若いころは健康に自信があった人でも、年を重ねることで病気やけがのリスクは格段に高まります。健康を損ねる可能性を見据えて老後の資金計画を立てなければ、後々大きな後悔をすることも……。本記事ではNさんの事例とともに、老老介護の危険性についてFP dream代表FPの藤原洋子氏が解説します。
「やっぱりお金返して…」年金月27万円の夫婦、67歳・元大企業部長の夫が“老人ホーム入居”で老後破産…〈子への生前贈与2,000万円〉を返金請う惨め【FPが解説】 (※写真はイメージです/PIXTA)

資金は潤沢、余裕の老後をスタートさせたはずだったNさん夫婦

Nさん(67歳)は、首都圏にお住まいです。現役時代は大企業の部長職としてお勤めでした。60歳の定年後は、役職からは外れましたが、会社の継続雇用制度を利用し65歳まで仕事を続けました。退職後は、知人の経営する会社で週3日、事務を行っています。

 

家族は、妻(60歳)と長女(37歳)、長男(35歳)です。長女は10年前に嫁ぎ関西に住んでいます。長男も3年前に結婚しました。長女には2人、長男には1人子供が生まれました。Nさん夫婦には、目に入れても痛くないほど可愛い孫が3人います。

 

妻は、大学を卒業後Nさんと結婚してからは、子育ての傍らいくつかのパートを経験しました。57歳のときに仕事を辞めて、現在は専業主婦です。Nさんは、夫婦や子ども達の家族との時間を楽しんでいました。

 

Nさんの退職金は2,500万円、貯蓄は2,500万円ありました。65歳で退職したときに、長女、長男それぞれに子育てに使うお金として1,000万円ずつ渡しました。父母や祖父母から子育てに充てるための贈与には、受け取った人が18歳以上50歳未満までであれば、1,000万円まで贈与税がかかりません。

 

65歳以降は、Nさんの年金が月額約20万円、知人の会社でのアルバイト代15万円が主な収入です。妻が65歳になれば年金が月額約6.6万円、夫婦の年金は27万円受け取ることができます。Nさんも妻も、もともと浪費をするタイプではなく、生活費は2人で月22万円程度しかかかっていません。貯蓄3,000万円があり、持ち家のローンは終わっており、老後資金は余裕だろうと考えていました。

 

Nさんの体に異変が…

Nさんは、近ごろ体調の大きな変化を感じていました。

 

「なんだか足腰がこわばってスムーズに歩けない……。
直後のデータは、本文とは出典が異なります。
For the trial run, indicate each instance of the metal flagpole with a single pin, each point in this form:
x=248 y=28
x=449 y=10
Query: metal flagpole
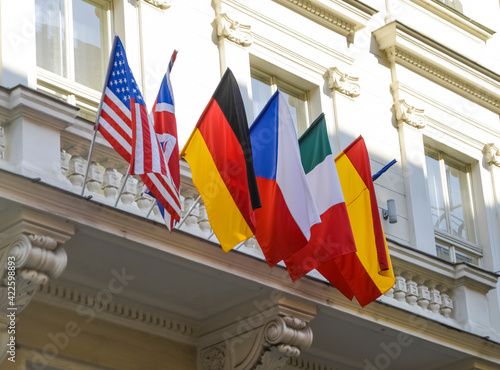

まだまだ若いと思っていたけれど、年には勝てないな」とあまり重く考えないようにしていました。若いころから大きな病気やけがをしたことがなかったので、Nさんは楽観的だったのですが、そばで心配する妻の強い勧めもあり、念のため病院で診察を受けることに。すると、進行性の病にかかっていることがわかりました。

 

やがて移動する際には車いすが必要になるようになりました。妻は、できる限りのことはしようと頑張っていましたが、Nさんはいらだちをついつい妻にぶつけてしまうことも多くなっていきます。夜中に妻を起こすこともたびたびで、夫婦お互いに疲れが増している様子が続きました。

 

ある日、立ち上がろうとしたNさんを支えようとした妻は、Nさんの体重を支えきれず、一緒に転んで骨折してしまいました。運よくたまたまNさんの孫とともに遊びにきていた長男が病院に連絡し、2人とも入院することになりました。

 

これを機に、今後も妻が1人でNさんの介護を続けていくことは難しいと判断されます。長女や長男ともいろいろ検討した結果、Nさんは、医療サービスがスムーズに受けられる、病院併設の有料老人ホームに入居を決めました。

 

老人ホームに入居ことになったNさん

病院併設の有料老人ホームの、入居一時金は30万円、月額費用は25万円です。Nさんは、現在の仕事を続けることはできなくなります。また、Nさんの年金20万円から25万円の支払いをしなければなりません。

 

資産は3,000万円ありますが、妻の生活費と合わせて年間300万円かかるとすると、10年で破産する計算です。

 

「本当にごめんなさい。生前贈与のお金をやっぱり返して欲しいの」

 

追い詰められたNさんの妻は恥を忍んで涙ながらに長女と長男に連絡しました。しかし、2,000万円の贈与契約は、簡単には解約することはできないことがわかります。